Why do you aspire to write "portable" code which you are referring to as code that conforms to the ISO C standard when most widely used compilers do not? What you are suggesting is extremely impractical, it is a matter between theory and practice. Conforming to the standard when the compiler itself does not is impractical. On top of that, these compilers are available on most platforms, and yours seem to be such an edge case that it is negligible, and you can make the necessary adjustments when and if it ever comes to that. It is likely that it will not. If it does, it is just a matter of one or two ifdefs. Personally I write code that conforms to the compiler, because in reality, from a practical point of view, that is all that really matters.
It is not impractical, past experience on doing library projects for mutiple POSIX platforms, where the number one requirement was that they had to be compilable by the system compilers, teached me the right way of writing portable C code.
> system compilers

Such as? Do not get me wrong, I am against using GNU extensions, for example, and I do tend to make my code as portable as possible, but my main issue was with people glorifying the standard to what compilers themselves do not even strictly conform, and sometimes for good reasons. When you write code, you cannot ignore the compiler for obvious practical reasons. It does not matter what the paper says when the compiler does something completely different, or differently. If something goes terrible, you cannot say, "Oops, I was silly. I did not bother checking the documentation of the compiler.".

This reminds me of something like: https://lkml.org/lkml/2018/6/5/769

Nope. Practically gcc and clang are available for all platforms, and for the rare cases someone uses another compiler or an old version you ifdef it out with the slow path. even ICC has the add/mult with carry overflow builtins.

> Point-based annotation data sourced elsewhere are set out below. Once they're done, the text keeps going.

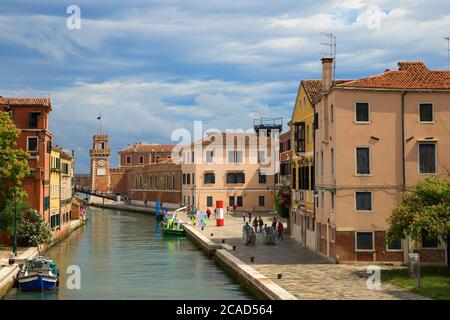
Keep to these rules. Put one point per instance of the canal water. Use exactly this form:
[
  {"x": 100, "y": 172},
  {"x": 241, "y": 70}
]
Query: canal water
[{"x": 124, "y": 255}]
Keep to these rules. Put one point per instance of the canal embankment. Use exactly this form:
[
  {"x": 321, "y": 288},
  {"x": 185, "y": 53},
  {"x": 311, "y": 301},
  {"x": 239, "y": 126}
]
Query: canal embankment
[
  {"x": 252, "y": 280},
  {"x": 9, "y": 272}
]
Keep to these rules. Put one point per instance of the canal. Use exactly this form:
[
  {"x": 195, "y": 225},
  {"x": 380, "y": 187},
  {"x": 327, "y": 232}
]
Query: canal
[{"x": 123, "y": 255}]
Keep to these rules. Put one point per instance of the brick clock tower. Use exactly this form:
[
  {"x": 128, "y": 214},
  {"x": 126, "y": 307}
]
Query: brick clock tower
[{"x": 100, "y": 163}]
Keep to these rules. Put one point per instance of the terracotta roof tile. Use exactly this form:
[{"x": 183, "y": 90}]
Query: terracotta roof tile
[{"x": 410, "y": 75}]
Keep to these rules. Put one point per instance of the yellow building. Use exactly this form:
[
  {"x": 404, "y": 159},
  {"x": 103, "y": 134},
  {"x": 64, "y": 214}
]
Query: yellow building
[
  {"x": 302, "y": 218},
  {"x": 55, "y": 188}
]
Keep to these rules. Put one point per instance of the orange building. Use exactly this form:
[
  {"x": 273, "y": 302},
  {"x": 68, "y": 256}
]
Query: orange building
[{"x": 30, "y": 115}]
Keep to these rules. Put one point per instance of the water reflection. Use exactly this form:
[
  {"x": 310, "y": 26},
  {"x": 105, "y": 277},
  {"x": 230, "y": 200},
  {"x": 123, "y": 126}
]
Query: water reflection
[{"x": 124, "y": 256}]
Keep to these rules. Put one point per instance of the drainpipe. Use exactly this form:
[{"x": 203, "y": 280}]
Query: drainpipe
[{"x": 403, "y": 141}]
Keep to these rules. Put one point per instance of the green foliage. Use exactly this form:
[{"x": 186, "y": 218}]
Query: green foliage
[
  {"x": 434, "y": 281},
  {"x": 33, "y": 229},
  {"x": 422, "y": 212},
  {"x": 13, "y": 167},
  {"x": 283, "y": 201}
]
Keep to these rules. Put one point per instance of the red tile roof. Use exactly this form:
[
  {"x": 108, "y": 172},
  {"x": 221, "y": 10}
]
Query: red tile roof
[
  {"x": 145, "y": 147},
  {"x": 410, "y": 75},
  {"x": 38, "y": 102},
  {"x": 313, "y": 88}
]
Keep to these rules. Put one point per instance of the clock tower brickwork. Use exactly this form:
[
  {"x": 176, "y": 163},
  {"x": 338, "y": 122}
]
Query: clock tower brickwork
[{"x": 100, "y": 163}]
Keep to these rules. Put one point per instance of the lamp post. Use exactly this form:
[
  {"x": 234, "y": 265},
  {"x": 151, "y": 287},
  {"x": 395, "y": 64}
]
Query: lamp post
[{"x": 15, "y": 229}]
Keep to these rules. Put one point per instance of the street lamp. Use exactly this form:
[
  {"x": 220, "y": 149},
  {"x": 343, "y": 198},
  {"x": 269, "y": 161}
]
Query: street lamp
[{"x": 15, "y": 229}]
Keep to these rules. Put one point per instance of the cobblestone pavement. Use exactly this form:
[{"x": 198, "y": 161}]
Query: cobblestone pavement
[{"x": 305, "y": 274}]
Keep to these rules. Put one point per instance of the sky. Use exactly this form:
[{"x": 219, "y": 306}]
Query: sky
[{"x": 150, "y": 67}]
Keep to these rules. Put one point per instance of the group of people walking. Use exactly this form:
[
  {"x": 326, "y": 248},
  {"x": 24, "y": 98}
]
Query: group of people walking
[{"x": 277, "y": 225}]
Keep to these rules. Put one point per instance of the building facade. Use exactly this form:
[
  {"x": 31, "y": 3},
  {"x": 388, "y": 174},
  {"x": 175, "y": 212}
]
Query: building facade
[
  {"x": 284, "y": 175},
  {"x": 228, "y": 167},
  {"x": 374, "y": 138},
  {"x": 302, "y": 216},
  {"x": 30, "y": 115}
]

The ISO C standard is hopelessly behind for decades. They don't even define a proper (unicode) string API (search, norm, utf8, fc) , constexpr, a memory model, ... and leave everything to the implementors.

I very much doubt that, specially since clang doesn't even cover all gcc supported architectures.

Additionally, being available doesn't mean it is the compiler one is allowed to use.

Apparently you haven't kept up with ISO C, C11 defined the memory model and portable threads. It is unfortunate that compiler vendors, specially your beloved gcc and clang disregard the security Annex K.

beloved gcc? I despise gcc for not being able to provide a proper constexpr in C, making memcpy, memset 2x slower than clang.